A project manager in Arlington, Texas develops passion for sustainable mobility through her experiences with on-demand transit.

Via Transportation •

These days, Chinaemere is a sponge for all things electric transit and infrastructure: she follows developments in battery technology, knows how transit providers manage charging for EVs, and can explain the ins and outs of the hybrid and electric vehicles available on the market. Currently a project manager at a web development firm, and with a strong STEM educational background, Chinaemere is looking to break into the sustainable transit and clean energy industries — a career move that is all the more notable in light of the transit environment in which she grew up.

“Arlington was a transit desert,” Chinaemere explains of her hometown. “But seeing the potential as to what it can be in the future makes me really happy.”

When Via Arlington launched in late 2017, Arlington became the largest U.S. city to rely on microtransit alone for its transit network. As the service grew to serve the whole city — and introduced hybrid and electric autonomous vehicles into the mix — the benefits to residents became obvious to Chinaemere, and inspired her to learn more about the systems delivering sustainable, affordable mobility to her Texas hometown. 
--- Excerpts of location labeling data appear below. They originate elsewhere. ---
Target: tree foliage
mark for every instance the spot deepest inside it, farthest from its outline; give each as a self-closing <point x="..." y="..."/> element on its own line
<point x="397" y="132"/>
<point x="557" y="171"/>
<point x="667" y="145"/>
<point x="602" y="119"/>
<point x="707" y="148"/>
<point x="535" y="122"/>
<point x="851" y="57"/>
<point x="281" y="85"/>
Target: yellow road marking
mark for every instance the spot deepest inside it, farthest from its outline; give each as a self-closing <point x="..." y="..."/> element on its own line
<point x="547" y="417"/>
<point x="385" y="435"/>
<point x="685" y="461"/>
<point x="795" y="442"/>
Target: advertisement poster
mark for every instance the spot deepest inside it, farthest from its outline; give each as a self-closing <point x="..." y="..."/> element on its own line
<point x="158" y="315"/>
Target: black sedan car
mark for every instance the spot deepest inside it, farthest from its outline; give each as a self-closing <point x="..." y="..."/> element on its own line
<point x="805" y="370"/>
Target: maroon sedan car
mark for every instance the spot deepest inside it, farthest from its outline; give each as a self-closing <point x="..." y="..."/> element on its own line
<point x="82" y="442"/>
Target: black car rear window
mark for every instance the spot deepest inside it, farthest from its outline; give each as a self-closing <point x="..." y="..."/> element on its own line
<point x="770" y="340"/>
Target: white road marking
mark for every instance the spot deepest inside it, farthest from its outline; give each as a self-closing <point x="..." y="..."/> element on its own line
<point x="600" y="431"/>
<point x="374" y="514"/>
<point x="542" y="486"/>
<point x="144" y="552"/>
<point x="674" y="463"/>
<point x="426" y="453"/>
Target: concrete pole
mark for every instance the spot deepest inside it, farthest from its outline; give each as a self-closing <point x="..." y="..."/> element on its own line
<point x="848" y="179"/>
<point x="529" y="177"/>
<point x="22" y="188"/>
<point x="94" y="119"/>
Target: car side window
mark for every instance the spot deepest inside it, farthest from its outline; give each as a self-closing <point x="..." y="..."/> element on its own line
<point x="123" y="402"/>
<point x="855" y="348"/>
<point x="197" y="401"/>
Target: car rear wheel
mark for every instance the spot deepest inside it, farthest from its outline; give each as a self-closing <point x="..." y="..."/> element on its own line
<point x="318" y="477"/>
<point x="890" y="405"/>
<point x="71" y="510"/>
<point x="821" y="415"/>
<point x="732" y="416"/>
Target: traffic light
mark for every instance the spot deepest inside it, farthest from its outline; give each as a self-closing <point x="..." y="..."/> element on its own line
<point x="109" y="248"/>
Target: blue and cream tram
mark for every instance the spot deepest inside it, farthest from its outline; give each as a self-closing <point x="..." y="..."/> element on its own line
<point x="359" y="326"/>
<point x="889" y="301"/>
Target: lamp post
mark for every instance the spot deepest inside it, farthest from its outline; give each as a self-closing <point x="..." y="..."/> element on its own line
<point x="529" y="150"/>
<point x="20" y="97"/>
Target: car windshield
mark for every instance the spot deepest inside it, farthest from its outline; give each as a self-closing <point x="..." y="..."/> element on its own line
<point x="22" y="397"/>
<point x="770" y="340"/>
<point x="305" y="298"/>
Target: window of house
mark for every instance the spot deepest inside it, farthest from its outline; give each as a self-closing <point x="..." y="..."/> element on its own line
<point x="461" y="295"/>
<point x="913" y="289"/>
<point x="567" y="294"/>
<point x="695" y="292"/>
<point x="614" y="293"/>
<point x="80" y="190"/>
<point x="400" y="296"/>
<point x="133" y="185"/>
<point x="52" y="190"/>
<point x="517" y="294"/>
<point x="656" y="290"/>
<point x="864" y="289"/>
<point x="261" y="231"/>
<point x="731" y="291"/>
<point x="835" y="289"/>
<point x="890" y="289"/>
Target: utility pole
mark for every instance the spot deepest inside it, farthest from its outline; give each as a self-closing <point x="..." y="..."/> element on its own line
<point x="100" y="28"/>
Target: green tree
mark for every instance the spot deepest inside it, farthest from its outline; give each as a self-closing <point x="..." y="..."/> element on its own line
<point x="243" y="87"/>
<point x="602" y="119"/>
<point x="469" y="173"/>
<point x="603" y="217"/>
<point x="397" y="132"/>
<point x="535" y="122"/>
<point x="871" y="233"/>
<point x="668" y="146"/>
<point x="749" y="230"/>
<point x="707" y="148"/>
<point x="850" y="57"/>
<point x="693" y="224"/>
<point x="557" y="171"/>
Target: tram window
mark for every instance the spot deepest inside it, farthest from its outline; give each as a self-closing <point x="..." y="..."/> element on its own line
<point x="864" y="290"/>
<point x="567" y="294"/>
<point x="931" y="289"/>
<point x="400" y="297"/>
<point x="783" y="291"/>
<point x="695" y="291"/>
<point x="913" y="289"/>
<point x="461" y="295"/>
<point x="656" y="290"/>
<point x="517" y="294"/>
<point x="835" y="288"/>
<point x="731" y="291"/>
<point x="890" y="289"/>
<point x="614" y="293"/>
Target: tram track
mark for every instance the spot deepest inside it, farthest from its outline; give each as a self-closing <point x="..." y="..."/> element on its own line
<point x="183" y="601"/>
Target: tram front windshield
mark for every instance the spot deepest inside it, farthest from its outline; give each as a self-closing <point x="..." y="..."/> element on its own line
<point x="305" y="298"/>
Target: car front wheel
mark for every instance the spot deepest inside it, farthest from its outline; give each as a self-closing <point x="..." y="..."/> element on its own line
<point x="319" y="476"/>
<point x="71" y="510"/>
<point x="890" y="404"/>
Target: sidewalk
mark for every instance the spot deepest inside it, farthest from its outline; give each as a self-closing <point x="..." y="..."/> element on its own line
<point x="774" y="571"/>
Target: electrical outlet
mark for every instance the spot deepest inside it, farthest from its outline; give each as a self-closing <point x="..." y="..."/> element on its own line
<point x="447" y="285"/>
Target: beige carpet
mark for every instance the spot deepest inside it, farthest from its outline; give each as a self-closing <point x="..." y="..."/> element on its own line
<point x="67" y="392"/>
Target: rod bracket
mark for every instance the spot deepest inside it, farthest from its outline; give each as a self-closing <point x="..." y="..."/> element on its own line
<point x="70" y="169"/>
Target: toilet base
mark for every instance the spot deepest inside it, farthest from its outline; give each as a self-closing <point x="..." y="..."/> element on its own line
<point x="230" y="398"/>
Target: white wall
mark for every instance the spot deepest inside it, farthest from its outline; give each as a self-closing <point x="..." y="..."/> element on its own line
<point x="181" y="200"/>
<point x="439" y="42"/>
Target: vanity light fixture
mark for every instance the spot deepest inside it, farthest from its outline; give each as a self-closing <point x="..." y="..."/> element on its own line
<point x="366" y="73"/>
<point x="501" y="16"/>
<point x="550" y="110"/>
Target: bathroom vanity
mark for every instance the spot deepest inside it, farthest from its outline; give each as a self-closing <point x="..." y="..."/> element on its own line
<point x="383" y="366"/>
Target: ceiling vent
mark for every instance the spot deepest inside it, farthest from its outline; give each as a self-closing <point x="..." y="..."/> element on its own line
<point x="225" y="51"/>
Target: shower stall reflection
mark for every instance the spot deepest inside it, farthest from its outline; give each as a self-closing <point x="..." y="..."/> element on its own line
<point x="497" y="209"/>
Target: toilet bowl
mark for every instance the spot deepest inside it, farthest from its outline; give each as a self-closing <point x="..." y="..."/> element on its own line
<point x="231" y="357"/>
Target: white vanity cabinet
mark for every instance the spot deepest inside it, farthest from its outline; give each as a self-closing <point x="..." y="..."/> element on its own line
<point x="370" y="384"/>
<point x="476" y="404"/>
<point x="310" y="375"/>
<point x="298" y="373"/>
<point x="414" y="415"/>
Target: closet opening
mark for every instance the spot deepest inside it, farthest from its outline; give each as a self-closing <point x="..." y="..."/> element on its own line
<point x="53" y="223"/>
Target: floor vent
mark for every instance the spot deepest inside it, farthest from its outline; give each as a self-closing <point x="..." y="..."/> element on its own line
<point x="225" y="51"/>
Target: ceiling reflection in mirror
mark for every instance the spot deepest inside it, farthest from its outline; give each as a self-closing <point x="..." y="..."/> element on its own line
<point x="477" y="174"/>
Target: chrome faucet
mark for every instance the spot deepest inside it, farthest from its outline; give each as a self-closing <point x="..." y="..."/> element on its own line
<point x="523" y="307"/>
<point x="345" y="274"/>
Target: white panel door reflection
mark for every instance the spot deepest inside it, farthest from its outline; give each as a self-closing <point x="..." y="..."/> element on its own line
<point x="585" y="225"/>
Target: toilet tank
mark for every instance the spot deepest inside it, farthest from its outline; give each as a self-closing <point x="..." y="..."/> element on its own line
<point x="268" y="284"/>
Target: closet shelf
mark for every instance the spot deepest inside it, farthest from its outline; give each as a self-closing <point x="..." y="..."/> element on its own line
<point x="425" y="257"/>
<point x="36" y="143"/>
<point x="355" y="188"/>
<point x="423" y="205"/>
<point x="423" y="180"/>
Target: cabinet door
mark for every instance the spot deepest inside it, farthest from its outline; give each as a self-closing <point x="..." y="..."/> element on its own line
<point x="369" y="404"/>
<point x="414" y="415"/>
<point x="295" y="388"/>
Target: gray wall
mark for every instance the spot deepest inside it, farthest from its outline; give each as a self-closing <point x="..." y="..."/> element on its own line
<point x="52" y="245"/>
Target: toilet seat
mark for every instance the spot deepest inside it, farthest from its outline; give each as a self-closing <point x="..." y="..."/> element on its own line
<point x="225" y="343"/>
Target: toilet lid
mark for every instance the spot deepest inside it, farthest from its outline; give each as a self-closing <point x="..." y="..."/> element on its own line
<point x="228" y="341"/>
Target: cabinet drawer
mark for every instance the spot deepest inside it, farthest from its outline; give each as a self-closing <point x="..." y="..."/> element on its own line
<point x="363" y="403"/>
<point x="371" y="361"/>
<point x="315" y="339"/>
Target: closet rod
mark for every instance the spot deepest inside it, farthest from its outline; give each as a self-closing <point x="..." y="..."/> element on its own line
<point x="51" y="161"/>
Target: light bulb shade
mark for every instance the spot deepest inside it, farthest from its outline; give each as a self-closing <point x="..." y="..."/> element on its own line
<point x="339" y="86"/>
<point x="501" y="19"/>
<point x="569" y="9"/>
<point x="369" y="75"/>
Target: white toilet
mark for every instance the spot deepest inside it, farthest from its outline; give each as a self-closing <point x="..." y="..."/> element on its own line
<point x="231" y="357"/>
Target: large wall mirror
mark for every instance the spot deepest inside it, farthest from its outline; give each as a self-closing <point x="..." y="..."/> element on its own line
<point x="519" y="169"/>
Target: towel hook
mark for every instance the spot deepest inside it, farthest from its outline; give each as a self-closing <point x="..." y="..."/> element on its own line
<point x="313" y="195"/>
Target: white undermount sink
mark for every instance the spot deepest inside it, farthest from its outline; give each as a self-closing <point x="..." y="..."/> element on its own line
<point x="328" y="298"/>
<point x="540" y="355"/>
“Honestly, Via played a role in my interest in sustainable transportation [through] being able to interact and talk with drivers, understand the hybrid vehicles, understand how to charge them, just really getting to pick their brain and learn more about it,” Chinaemere says. And she thinks that the affordability of the service, making it accessible to all, has helped broaden the conversation on sustainability in her community. “Via is opening the door for people who don’t have the financial means,” she says, removing “the barrier to entry” for people interested in sustainable technology.

Chinaemere notes that in addition to inspiring thought and conversation, Via Arlington has had a concrete impact on her ability to get around the city, particularly for short trips when she doesn’t have access to a vehicle. After seeing a neighbor getting into a Via two years ago, Chinaemere started using the service for her commute — an option that has grown more critical as her household was temporarily reduced to one car. Without Via, she estimates that she’d have spent $40-80 per week on private rideshare services during that period.

“Via is expanding transportation access, as another alternative that’s more affordable for people, which ends up giving more people more access to transportation to get around the city,” Chinaemere explains. “I’ll see high school students, moms with their babies,” she adds. “I’m really big on reaching out to underserved communities and getting them access to everything.”